This is the EINVAL libvirtd gets if it tries to first setup emulator's
scheduling properties (setting it to FIFO) and then move it into emulator
group.

As you noticed, doing the other way around (first move it into the group
and then setup scheduling properties) works OK. This sounds not correct
to me, so I'll try to see what upstream folks think about it (and if there
is indeed a plausible explanation to this seemingly odd behavior).

Comment 6 Juri Lelli 2019-06-06 08:20:16 UTC
Issue seems fixed with the following kernel:

http://brew-task-repos.usersys.redhat.com/repos/scratch/jlelli/kernel-rt/4.18.0/100.rt16.40.el8.cpuctrl/

Related patch is currently under discussion (positive feedback
from cgroups maintainer so far) upstream:

https://lore.kernel.org/lkml/20190605114935.7683-1-juri.lelli@redhat.com/

libvirt master is probably fine as it is today, though.

Comment 7 Martin Kletzander 2019-06-06 09:47:59 UTC
(In reply to Juri Lelli from comment #6)
Thanks a lot, I'm glad this made sense, even though I could not reproduce it with just shell (no idea what I was doing differently).  This must've taken you awful amount of time and that makes me appreciate it even more.  The workaround might actually make more sense for us anyway, but I'm really glad it got sorted out, even if it is not upstream yet.  Thank you again.

Comment 8 Juri Lelli 2019-11-20 13:19:54 UTC
The kernel fix has been in mainline for a while now and I
think it would be good if we could have this in RHEL as
well.

It doesn't affect RHEL (where RT_GROUP_SCHED is enabled), but
it might create problems (like the one this BZ is about) for
RHEL-RT.

Since the fix is upstream I think correct procedure is to
bring it through RHEL.

Phil, do you see any problems with it and would you be up for
backporting it? If yes, please take the BZ and change component
to kernel.

Thanks a lot in any case!

Comment 10 Phil Auld 2019-11-20 14:07:39 UTC
Sure. I had that on my not critical list of fixes anyway. I should be able to pull it into RHEL8.2, with sanity only testing I think.

Thanks!

Comment 11 Phil Auld 2019-11-20 15:26:30 UTC
Juri, 
  Maybe it would be better to clone it to rhel8, then this one can get tested in RT for real.  I think that makes the process better and keeps the RT part of this from getting lost.
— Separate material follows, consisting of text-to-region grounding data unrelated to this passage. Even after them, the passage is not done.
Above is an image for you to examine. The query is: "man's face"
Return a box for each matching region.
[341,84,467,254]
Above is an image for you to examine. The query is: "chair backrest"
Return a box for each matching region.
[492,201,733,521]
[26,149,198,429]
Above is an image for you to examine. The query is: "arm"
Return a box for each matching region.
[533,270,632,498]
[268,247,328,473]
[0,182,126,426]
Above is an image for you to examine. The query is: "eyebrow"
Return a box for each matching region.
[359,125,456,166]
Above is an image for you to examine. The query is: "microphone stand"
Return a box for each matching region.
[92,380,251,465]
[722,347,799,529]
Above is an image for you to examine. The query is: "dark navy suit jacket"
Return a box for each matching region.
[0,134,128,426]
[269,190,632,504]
What do you think?

Comment 12 Juri Lelli 2019-11-20 15:37:59 UTC
(In reply to Phil Auld from comment #11)
> Juri, 
>   Maybe it would be better to clone it to rhel8, then this one can get
> tested in RT for real.  I think that makes the process better and keeps the
> RT part of this from getting lost. What do you think?

Yes. Makes sense to me. Please feel free to do so.

Thanks!

Comment 13 Phil Auld 2019-11-21 20:18:00 UTC
I posted the other one for rhel8.2 (bz1774652).

Comment 20 Pei Zhang 2020-03-11 07:05:17 UTC
Move to VERIFIED as Comment 15.

Comment 22 errata-xmlrpc 2020-04-28 15:25:29 UTC
Since the problem described in this bug report should be
resolved in a recent advisory, it has been closed with a
resolution of ERRATA.

For information on the advisory, and where to find the updated
files, follow the link below.

If the solution does not work for you, open a new bug report.

https://access.redhat.com/errata/RHSA-2020:1567